Guarding the Garden of Your Marriage

Because weeds don’t wait for permission

Posted by Jeff Thomas III on August 18, 2025 · 2 mins read

If you’ve ever let a garden go untended, even for a few weeks, you know what happens. The weeds don’t ask for permission. They just show up. Grow fast. And take over.

Marriage is no different.
God plants something beautiful between a husband and wife. But it doesn’t flourish by accident. It takes watering, pruning, sun—and yes, weeding.

What are the weeds? They’re the assumptions we don’t clarify. The offenses we let fester. The thoughts we entertain that whisper, “Maybe we’re just too different…”

Scripture warns us to take “every thought captive” (2 Corinthians 10:5). Why? Because thoughts become beliefs. And unchecked beliefs become barriers.

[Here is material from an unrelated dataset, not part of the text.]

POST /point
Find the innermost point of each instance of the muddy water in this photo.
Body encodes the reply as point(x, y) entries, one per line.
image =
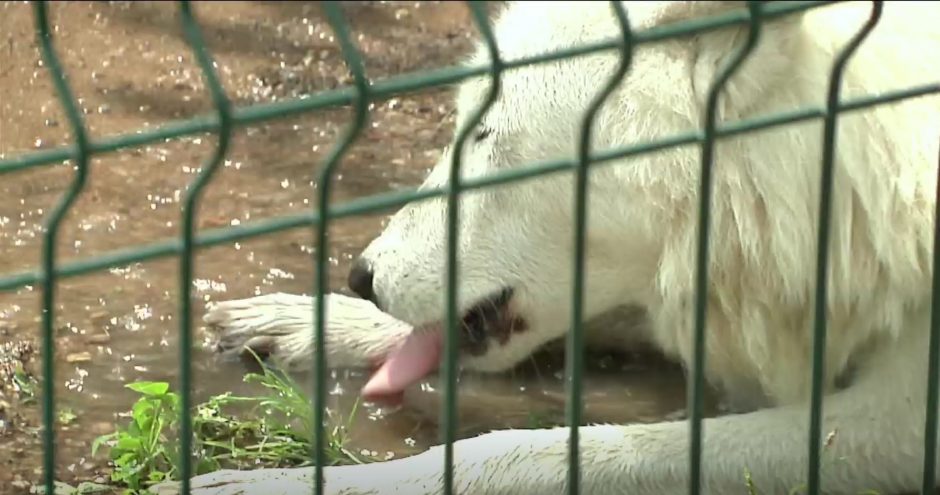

It’s not always the big, obvious sins that destroy a marriage. More often, it’s the subtle things we let slide:

  • That silent resentment.
  • That internal comparison.
  • That sarcastic tone we stop correcting.

These are the weeds. And they don’t disappear on their own. We must pull them, daily, intentionally, prayerfully.

But some weeds don’t start inside the garden, they’re blown in from outside. Words from well-meaning friends who say, “You’re doing too much,” or “Maybe you’ve outgrown each other.” Cultural voices that normalize growing apart or advise, “You deserve better.” Even subtle criticisms of your spouse from people who don’t carry the weight of your covenant. My old pastor called them irritants, small things that disrupt unity, loyalty, or love. If you don’t guard the gates of your garden, these seeds take root before you realize they’ve landed.

And we must do it together. A garden isn’t maintained by one hand alone. It’s a shared work. What’s growing in the garden of your marriage? When was the last time you gently asked, “Is there anything growing between us that needs to be pulled up?”

Don’t be afraid to go there. Don’t wait until it’s overgrown. Pull the weeds. Guard the garden. And watch what God grows in its place.

…just a thought.

What’s one “weed” you’ve identified in your thought life or relationship that needs to be pulled this week?